De rechtbank zal het klaagschrift derhalve ongegrond verklaren.”
3.3.
De Rechtbank heeft geoordeeld dat het strafvorderlijk belang bij voortduring van het beslag zwaarder dient te wegen dan het door de klaagster gestelde belang bij teruggave. In het verband van die afweging heeft de Rechtbank tot uitdrukking gebracht dat aan de door de vertegenwoordiger van de klaagster aangevoerde bezwaren tegen voortduring van het beslag ook op ander wijze dan door teruggave van de (originele)boekhouding kan worden tegemoetgekomen.

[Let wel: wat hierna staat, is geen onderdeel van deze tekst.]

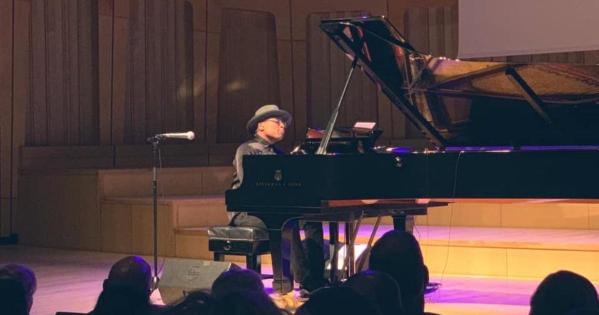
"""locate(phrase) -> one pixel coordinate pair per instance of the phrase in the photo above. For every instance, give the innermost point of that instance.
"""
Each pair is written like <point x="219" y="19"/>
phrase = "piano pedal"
<point x="432" y="287"/>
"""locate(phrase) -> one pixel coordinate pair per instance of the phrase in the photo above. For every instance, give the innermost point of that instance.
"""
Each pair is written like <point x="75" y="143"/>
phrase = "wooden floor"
<point x="72" y="280"/>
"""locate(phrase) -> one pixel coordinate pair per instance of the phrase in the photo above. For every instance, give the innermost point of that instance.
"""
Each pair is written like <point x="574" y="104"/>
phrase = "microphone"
<point x="190" y="135"/>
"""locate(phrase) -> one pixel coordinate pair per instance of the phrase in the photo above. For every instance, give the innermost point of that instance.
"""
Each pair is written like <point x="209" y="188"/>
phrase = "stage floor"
<point x="71" y="281"/>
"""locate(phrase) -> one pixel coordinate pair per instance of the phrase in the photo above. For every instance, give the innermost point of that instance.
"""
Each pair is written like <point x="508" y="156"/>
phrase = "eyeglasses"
<point x="278" y="122"/>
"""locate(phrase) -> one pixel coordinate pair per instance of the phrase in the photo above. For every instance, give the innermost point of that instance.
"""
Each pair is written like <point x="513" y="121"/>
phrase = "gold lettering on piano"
<point x="278" y="184"/>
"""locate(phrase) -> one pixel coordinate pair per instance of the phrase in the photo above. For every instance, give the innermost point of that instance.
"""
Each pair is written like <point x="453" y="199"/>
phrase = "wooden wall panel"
<point x="199" y="68"/>
<point x="106" y="30"/>
<point x="6" y="99"/>
<point x="37" y="123"/>
<point x="65" y="110"/>
<point x="22" y="78"/>
<point x="106" y="72"/>
<point x="248" y="77"/>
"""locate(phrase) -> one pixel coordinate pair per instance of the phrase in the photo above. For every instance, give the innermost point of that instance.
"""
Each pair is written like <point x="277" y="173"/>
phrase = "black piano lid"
<point x="471" y="103"/>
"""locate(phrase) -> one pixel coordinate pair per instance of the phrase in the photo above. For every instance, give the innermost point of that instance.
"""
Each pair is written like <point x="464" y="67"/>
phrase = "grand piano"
<point x="496" y="130"/>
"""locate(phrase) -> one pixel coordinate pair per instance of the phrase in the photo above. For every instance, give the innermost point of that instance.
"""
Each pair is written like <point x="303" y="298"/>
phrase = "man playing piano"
<point x="267" y="127"/>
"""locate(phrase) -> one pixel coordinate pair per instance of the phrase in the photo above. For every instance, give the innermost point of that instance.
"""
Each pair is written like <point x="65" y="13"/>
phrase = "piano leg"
<point x="349" y="247"/>
<point x="334" y="242"/>
<point x="399" y="222"/>
<point x="404" y="223"/>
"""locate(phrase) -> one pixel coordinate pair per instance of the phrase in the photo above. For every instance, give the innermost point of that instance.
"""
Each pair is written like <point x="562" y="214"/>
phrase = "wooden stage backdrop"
<point x="83" y="83"/>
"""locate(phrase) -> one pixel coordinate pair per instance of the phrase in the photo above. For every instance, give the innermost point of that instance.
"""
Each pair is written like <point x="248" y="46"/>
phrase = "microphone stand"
<point x="155" y="152"/>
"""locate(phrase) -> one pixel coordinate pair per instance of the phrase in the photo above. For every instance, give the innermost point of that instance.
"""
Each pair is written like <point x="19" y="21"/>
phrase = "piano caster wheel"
<point x="398" y="162"/>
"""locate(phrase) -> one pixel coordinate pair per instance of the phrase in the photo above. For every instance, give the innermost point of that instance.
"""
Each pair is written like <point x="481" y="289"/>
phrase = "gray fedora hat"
<point x="265" y="112"/>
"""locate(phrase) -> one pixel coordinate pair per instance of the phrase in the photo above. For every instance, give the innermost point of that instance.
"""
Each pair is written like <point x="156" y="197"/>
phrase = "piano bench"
<point x="250" y="242"/>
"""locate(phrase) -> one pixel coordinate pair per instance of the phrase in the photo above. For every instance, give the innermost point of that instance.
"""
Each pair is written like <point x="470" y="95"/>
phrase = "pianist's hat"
<point x="266" y="112"/>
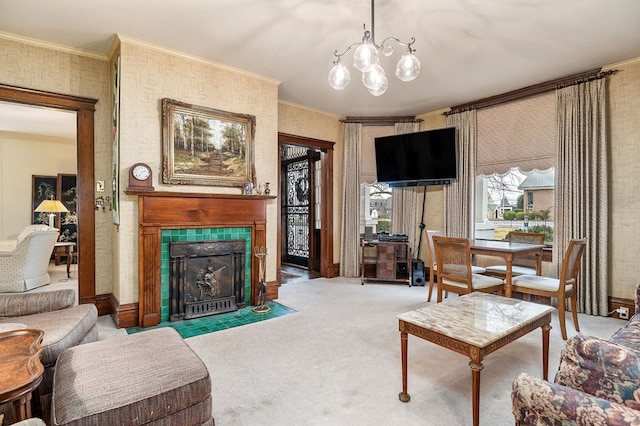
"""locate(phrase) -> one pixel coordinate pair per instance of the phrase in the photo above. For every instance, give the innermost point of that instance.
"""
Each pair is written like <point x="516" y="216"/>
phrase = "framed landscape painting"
<point x="205" y="146"/>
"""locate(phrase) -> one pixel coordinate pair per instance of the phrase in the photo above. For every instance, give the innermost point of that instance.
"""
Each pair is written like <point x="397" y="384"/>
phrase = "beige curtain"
<point x="404" y="200"/>
<point x="350" y="236"/>
<point x="582" y="190"/>
<point x="458" y="204"/>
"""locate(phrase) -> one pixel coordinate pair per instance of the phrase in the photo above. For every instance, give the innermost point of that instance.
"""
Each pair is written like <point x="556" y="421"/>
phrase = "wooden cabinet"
<point x="385" y="261"/>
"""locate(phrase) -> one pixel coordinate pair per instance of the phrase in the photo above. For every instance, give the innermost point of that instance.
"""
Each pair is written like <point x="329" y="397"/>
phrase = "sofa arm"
<point x="538" y="402"/>
<point x="16" y="305"/>
<point x="601" y="368"/>
<point x="8" y="246"/>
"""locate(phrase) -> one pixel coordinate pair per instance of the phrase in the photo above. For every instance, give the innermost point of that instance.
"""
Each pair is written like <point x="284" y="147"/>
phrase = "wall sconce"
<point x="104" y="203"/>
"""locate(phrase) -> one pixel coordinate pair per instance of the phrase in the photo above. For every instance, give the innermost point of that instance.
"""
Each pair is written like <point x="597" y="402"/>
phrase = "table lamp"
<point x="52" y="207"/>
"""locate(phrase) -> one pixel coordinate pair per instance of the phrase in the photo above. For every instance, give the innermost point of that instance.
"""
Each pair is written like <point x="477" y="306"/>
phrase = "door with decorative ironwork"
<point x="298" y="165"/>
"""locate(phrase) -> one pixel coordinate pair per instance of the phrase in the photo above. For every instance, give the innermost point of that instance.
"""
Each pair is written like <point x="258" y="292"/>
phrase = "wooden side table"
<point x="65" y="249"/>
<point x="20" y="369"/>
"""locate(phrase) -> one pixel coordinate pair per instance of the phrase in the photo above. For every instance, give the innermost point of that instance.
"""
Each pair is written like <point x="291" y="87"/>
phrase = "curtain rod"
<point x="536" y="89"/>
<point x="382" y="121"/>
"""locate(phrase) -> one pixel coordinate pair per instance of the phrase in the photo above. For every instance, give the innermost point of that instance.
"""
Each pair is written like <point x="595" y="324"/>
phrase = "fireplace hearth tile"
<point x="210" y="324"/>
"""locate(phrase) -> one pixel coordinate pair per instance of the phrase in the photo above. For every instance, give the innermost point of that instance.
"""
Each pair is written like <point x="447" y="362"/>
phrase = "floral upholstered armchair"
<point x="597" y="383"/>
<point x="24" y="261"/>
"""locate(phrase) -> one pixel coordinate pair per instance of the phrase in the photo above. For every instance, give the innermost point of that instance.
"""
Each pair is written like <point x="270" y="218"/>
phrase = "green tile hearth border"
<point x="197" y="326"/>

Die oordelen zijn ook zonder nadere motivering niet onbegrijpelijk, nu het door de vertegenwoordiger van de klaagster in stelling gebrachte standpunt van de fiscus niet nader is gestaafd en in aanmerking genomen dat de klaagster - zijnde tevens verdachte - op de voet van art. 30, eerste lid, Sv bevoegd is de inbeslaggenomen bescheiden in te zien en dat zij daarvan (nadere) afschriften kan verkrijgen.
3.4.
De klacht, waarin wordt miskend dat het oordeel van de Rechtbank in cassatie niet kan worden bestreden met feiten en omstandigheden die in feitelijke aanleg niet zijn aangevoerd en waaromtrent door de Rechtbank niets is vastgesteld, faalt dus.
3.5.
Ook overigens kan het middel niet tot cassatie leiden. Dit behoeft, gezien art. 81 RO, geen nadere motivering nu het middel in zoverre niet noopt tot beantwoording van rechtsvragen in het belang van de rechtseenheid of de rechtsontwikkeling.
4.
Slotsom
Nu het middel niet tot cassatie kan leiden, terwijl de Hoge Raad ook geen grond aanwezig oordeelt waarop de bestreden beschikking ambtshalve zou behoren te worden vernietigd, moet het beroep worden verworpen.
5.
Beslissing
De Hoge Raad verwerpt het beroep.
Deze beschikking is gegeven door de vice-president F.H. Koster als voorzitter, en de raadsheren J.W. Ilsink en W.M.E. Thomassen, in bijzijn van de waarnemend griffier A. Dantuma-Hieronymus, in raadkamer en uitgesproken ter openbare terechtzitting van 24 mei 2005.